Use Atomic Operations

app.post('/webhooks/stripe', async (req, res) => {
  const event = req.body;

  // Atomic insert - fails if event already exists
  const inserted = await db.processedEvents.insertIfNotExists({
    eventId: event.id,
    processedAt: new Date(),
  });

  if (!inserted) {
    // Event already processed - return success without reprocessing
    return res.json({ received: true });
  }

  try {
    await processEvent(event);
  } catch (error) {
    // Remove the record so we can retry
    await db.processedEvents.delete({ eventId: event.id });
    throw error;
  }

  res.json({ received: true });
});

Use Database Constraints

CREATE TABLE processed_webhook_events (
  event_id VARCHAR(255) PRIMARY KEY,
  event_type VARCHAR(100) NOT NULL,
  processed_at TIMESTAMP DEFAULT NOW(),
  payload JSONB
);

The primary key constraint ensures uniqueness at the database level, preventing race conditions.

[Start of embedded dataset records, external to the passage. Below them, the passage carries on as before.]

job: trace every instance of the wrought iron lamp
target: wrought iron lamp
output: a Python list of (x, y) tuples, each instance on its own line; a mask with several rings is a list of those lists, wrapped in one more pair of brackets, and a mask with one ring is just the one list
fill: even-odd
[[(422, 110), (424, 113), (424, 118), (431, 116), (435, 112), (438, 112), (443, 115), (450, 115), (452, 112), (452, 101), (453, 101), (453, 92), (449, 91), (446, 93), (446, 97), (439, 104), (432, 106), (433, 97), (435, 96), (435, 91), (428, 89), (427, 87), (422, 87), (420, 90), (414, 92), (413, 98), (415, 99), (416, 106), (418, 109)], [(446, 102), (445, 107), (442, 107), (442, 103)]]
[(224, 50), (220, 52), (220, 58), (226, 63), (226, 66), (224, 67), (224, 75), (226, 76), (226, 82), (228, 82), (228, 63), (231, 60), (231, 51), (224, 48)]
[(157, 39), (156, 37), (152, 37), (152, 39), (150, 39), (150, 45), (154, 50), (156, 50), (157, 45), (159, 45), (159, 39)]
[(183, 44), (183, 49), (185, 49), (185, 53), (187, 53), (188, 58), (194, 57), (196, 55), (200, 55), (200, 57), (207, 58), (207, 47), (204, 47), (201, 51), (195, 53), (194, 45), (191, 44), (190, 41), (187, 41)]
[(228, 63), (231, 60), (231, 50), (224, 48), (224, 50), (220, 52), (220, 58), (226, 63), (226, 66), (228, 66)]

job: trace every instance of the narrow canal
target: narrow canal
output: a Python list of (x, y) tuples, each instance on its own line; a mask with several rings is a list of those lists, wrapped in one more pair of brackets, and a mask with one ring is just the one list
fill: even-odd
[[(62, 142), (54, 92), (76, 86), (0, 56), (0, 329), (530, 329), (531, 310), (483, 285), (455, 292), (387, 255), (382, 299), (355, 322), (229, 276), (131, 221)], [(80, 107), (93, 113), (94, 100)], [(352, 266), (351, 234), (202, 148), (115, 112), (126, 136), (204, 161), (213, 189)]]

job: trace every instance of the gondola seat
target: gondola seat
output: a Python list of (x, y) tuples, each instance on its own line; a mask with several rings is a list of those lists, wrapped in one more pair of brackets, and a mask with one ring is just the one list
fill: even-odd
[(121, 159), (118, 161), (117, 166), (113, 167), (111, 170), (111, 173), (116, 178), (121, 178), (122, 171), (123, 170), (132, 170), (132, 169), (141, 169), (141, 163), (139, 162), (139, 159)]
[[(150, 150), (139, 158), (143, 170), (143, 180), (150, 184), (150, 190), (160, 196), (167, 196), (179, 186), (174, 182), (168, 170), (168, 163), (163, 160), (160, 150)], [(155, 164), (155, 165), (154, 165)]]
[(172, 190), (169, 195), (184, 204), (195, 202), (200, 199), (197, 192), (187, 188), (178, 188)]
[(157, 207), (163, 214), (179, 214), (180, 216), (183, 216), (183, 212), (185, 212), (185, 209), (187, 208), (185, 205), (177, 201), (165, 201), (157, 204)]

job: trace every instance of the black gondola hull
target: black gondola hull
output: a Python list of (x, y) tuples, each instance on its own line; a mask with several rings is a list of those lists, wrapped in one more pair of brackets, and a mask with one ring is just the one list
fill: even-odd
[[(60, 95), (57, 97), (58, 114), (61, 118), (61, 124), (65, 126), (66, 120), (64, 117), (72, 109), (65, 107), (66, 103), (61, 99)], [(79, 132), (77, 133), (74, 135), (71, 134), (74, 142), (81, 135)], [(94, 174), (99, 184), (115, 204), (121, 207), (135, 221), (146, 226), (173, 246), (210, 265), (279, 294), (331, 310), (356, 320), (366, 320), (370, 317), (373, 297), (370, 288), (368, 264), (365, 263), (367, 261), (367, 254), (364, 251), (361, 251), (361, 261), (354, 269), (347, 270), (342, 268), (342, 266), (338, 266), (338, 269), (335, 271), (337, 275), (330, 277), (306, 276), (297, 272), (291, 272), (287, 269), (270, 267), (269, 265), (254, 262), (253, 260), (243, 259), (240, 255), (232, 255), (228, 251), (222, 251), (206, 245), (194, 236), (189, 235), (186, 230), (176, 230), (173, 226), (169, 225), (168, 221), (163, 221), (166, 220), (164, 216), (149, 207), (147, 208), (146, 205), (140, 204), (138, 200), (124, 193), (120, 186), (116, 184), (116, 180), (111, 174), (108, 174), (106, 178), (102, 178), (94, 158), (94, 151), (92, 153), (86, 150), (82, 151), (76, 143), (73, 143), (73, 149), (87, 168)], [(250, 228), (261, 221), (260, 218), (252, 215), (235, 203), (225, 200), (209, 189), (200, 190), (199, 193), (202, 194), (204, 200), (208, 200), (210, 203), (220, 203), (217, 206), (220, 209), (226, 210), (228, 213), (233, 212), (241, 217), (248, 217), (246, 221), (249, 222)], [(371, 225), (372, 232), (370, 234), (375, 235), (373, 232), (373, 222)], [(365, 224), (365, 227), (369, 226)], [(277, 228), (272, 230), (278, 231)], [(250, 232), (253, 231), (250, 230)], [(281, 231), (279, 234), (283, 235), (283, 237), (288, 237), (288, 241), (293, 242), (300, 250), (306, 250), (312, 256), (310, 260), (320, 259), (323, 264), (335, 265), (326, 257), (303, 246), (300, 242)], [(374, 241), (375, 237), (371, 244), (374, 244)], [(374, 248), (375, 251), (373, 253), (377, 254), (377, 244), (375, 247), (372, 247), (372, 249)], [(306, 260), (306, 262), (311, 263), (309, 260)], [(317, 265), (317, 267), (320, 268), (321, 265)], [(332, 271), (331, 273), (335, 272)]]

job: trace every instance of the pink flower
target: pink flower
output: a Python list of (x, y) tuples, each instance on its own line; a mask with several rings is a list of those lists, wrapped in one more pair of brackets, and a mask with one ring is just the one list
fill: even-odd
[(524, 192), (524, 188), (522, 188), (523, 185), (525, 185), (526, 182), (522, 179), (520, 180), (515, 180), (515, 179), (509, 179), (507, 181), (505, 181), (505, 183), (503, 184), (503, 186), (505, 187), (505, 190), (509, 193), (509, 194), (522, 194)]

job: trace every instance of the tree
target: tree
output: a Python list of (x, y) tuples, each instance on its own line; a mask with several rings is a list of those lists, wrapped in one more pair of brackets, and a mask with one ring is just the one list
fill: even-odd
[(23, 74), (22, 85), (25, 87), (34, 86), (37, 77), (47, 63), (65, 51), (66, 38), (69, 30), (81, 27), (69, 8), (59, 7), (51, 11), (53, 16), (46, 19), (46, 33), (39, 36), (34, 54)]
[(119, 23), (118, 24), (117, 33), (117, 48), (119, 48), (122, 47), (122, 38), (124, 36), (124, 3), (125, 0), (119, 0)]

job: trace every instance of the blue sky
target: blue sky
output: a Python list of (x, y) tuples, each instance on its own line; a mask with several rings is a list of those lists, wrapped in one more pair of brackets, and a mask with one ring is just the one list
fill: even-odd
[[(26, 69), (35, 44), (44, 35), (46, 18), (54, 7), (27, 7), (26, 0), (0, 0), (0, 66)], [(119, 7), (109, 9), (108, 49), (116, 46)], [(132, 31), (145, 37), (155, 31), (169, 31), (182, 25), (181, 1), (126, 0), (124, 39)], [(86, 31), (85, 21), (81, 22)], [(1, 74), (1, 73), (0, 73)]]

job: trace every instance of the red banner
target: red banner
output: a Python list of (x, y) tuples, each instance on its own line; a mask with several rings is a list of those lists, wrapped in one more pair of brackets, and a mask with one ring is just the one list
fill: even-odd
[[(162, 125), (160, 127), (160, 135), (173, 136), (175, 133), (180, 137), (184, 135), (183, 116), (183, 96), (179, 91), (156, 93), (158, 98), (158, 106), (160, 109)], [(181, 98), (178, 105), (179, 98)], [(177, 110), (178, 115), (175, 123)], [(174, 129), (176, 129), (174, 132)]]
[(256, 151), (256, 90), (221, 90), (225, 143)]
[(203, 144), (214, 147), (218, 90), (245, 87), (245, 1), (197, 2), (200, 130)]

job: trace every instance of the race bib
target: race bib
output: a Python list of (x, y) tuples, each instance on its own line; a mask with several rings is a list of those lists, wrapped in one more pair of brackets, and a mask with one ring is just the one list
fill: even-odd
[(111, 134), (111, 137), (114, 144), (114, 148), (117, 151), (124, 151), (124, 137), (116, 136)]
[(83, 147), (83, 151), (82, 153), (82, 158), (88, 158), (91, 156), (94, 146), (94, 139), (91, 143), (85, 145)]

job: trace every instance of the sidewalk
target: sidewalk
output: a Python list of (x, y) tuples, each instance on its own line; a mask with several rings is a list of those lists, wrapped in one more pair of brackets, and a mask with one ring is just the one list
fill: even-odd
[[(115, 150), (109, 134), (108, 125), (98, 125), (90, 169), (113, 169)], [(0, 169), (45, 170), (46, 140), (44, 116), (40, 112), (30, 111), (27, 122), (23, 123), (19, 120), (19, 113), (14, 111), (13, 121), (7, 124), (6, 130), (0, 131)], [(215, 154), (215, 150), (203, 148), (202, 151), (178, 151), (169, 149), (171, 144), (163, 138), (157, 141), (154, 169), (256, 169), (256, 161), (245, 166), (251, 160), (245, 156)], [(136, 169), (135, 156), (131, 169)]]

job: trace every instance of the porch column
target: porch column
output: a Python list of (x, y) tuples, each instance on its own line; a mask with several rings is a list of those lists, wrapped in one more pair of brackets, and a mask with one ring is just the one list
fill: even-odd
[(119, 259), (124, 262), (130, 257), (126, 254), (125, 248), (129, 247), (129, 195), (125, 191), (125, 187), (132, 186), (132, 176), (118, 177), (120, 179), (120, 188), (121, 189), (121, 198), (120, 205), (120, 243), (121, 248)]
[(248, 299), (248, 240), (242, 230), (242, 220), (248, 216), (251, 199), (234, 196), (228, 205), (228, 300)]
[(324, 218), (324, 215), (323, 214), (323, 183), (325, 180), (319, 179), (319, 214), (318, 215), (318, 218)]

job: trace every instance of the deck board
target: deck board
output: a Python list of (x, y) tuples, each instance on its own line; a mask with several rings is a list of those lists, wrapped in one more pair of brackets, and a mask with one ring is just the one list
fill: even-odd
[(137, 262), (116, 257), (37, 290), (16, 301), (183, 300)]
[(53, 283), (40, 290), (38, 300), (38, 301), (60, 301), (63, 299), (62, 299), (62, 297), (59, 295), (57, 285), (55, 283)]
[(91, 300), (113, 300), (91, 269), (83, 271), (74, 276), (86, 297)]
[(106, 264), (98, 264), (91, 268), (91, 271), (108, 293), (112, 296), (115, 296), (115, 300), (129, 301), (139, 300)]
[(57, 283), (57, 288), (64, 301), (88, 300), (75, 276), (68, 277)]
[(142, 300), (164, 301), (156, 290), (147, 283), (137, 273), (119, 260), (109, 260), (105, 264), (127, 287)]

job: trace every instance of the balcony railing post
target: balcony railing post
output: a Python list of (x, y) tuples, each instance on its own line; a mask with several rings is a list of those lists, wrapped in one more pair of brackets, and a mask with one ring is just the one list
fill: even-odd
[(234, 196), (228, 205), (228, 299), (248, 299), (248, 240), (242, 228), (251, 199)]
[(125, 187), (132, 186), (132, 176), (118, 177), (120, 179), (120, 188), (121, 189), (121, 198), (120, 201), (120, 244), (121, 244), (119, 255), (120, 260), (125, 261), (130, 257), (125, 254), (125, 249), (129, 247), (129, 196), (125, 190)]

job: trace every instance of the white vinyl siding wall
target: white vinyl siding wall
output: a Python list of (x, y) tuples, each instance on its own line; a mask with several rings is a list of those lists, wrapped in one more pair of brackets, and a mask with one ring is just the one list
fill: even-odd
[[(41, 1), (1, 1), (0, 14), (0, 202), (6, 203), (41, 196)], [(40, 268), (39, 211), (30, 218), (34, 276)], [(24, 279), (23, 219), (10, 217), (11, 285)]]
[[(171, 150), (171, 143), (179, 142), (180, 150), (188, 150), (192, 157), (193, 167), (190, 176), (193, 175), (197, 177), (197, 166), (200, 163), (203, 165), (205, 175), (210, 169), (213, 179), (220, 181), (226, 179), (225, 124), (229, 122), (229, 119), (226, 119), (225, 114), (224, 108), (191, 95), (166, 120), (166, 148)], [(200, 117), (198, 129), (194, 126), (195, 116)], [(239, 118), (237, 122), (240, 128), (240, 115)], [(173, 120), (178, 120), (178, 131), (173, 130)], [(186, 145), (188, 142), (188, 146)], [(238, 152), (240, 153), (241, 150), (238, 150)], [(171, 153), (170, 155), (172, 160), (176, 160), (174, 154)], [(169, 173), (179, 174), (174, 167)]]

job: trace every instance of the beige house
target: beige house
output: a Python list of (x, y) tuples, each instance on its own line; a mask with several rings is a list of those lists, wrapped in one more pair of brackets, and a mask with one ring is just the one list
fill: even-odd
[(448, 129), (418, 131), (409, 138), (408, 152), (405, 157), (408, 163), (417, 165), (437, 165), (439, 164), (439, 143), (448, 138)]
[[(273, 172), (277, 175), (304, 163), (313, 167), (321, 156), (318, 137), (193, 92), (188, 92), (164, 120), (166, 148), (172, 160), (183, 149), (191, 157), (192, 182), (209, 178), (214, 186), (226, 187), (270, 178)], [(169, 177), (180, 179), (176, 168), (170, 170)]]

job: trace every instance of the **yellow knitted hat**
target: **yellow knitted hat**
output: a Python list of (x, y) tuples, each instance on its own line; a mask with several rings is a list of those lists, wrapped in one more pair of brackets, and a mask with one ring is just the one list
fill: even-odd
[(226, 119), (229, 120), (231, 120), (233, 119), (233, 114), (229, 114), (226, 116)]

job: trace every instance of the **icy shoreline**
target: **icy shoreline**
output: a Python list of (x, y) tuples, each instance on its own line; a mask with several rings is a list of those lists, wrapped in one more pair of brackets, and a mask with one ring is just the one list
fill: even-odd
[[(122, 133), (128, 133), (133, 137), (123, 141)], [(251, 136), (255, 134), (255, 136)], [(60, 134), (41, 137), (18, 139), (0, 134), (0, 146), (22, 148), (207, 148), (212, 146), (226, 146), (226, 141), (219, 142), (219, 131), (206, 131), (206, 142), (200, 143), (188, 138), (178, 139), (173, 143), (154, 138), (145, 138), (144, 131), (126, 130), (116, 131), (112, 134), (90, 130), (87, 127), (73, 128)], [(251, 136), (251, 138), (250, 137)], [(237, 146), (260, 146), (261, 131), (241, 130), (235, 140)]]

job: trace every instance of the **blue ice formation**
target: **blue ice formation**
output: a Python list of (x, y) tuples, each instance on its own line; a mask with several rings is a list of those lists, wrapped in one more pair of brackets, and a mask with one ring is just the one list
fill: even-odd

Additional Security Measures

1. Verify Webhook Signatures

import Stripe from 'stripe';

app.post('/webhooks/stripe', async (req, res) => {
  const sig = req.headers['stripe-signature'];

  let event;
  try {
    event = stripe.webhooks.constructEvent(
      req.rawBody,
      sig,
      process.env.STRIPE_WEBHOOK_SECRET
    );
  } catch (err) {
    return res.status(400).send(`Webhook Error: ${err.message}`);
  }

  // Process the verified event
});

2. Implement Event Expiration

Don't process events that are too old:

const eventTimestamp = event.created;
const now = Math.floor(Date.now() / 1000);
const MAX_AGE_SECONDS = 300; // 5 minutes

if (now - eventTimestamp > MAX_AGE_SECONDS) {
  return res.status(400).json({ error: 'Event too old' });
}

3. Use Transactional Processing

Wrap your event processing in a transaction:

await db.transaction(async (tx) => {
  // Check and insert in same transaction
  const inserted = await tx.processedEvents.insertIfNotExists({
    eventId: event.id,
  });

  if (!inserted) return;

  // Process the event within the transaction
  await tx.orders.update({ stripePaymentId: event.data.object.id }, {
    status: 'paid',
  });
});

How SecurityChecks Detects These Issues

Our analyzer looks for:

1. Missing idempotency checks - Webhook handlers that don't check for duplicate events
2. Non-atomic deduplication - Separate check-then-insert patterns that are vulnerable to races
3. Missing signature verification - Handlers that don't verify webhook authenticity
4. Side effects before confirmation - Actions taken before ensuring the event is valid

Summary

Webhook security requires:

• Idempotency keys - Track processed events by their unique ID
• Atomic operations - Use database constraints or atomic upserts
• Signature verification - Confirm webhooks are from the expected source
• Timestamp validation - Reject stale events

Implementing these correctly can be the difference between a secure payment system and a costly breach.